🤖 AI Summary
This work proposes a novel approach that reformulates object detection as an image generation task, addressing the longstanding incompatibility between traditional detection methods and generative models. By leveraging Stable Diffusion, the authors introduce the first end-to-end conditional generative architecture that directly synthesizes colored bounding boxes—embedded with class semantics and spatial coordinates—in the original image space. Precise control over box generation is achieved through semantic constraints imposed in the latent space, effectively bridging the gap between generative and discriminative paradigms in computer vision. The method preserves the inherent flexibility of generative models while achieving detection accuracy comparable to that of state-of-the-art discriminative detectors.
📝 Abstract
This paper presents GenDet, a novel framework that redefines object detection as an image generation task.
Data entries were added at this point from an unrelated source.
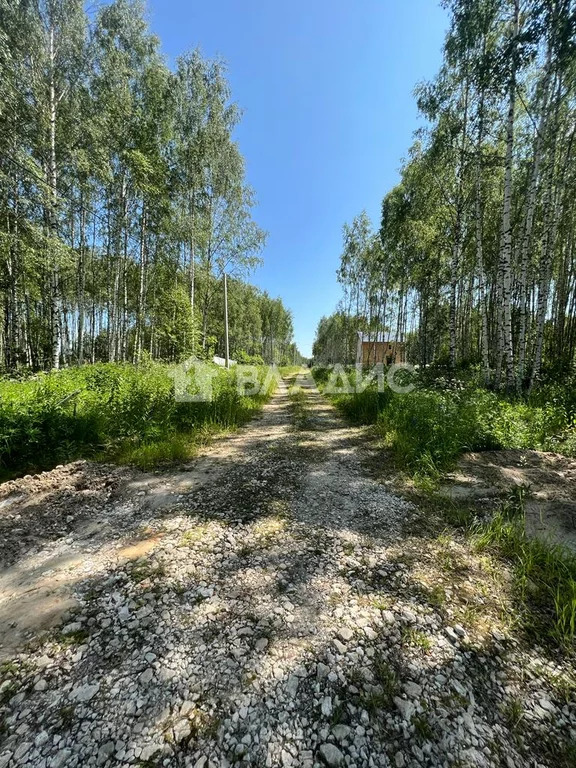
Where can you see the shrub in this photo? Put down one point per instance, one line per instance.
(109, 407)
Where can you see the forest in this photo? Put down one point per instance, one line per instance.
(473, 264)
(123, 198)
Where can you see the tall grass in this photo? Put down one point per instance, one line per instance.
(118, 411)
(428, 428)
(544, 573)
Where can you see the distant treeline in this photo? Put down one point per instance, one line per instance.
(123, 198)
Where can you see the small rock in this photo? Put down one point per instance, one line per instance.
(331, 754)
(413, 690)
(341, 732)
(182, 730)
(146, 676)
(326, 706)
(345, 634)
(85, 692)
(405, 707)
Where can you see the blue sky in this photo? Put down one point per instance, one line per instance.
(326, 90)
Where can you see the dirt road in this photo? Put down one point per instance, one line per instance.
(264, 606)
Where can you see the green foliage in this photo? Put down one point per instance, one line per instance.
(544, 574)
(428, 428)
(124, 411)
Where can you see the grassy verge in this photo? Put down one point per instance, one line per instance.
(426, 430)
(120, 412)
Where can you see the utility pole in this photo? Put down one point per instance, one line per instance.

In contrast to traditional approaches, GenDet adopts a pioneering approach by leveraging generative modeling: it conditions on the input image and directly generates bounding boxes with semantic annotations in the original image space. GenDet establishes a conditional generation architecture built upon the large-scale pre-trained Stable Diffusion model, formulating the detection task as semantic constraints within the latent space. It enables precise control over bounding box positions and category attributes, while preserving the flexibility of the generative model. This novel methodology effectively bridges the gap between generative models and discriminative tasks, providing a fresh perspective for constructing unified visual understanding systems. Systematic experiments demonstrate that GenDet achieves competitive accuracy compared to discriminative detectors, while retaining the flexibility characteristic of generative methods.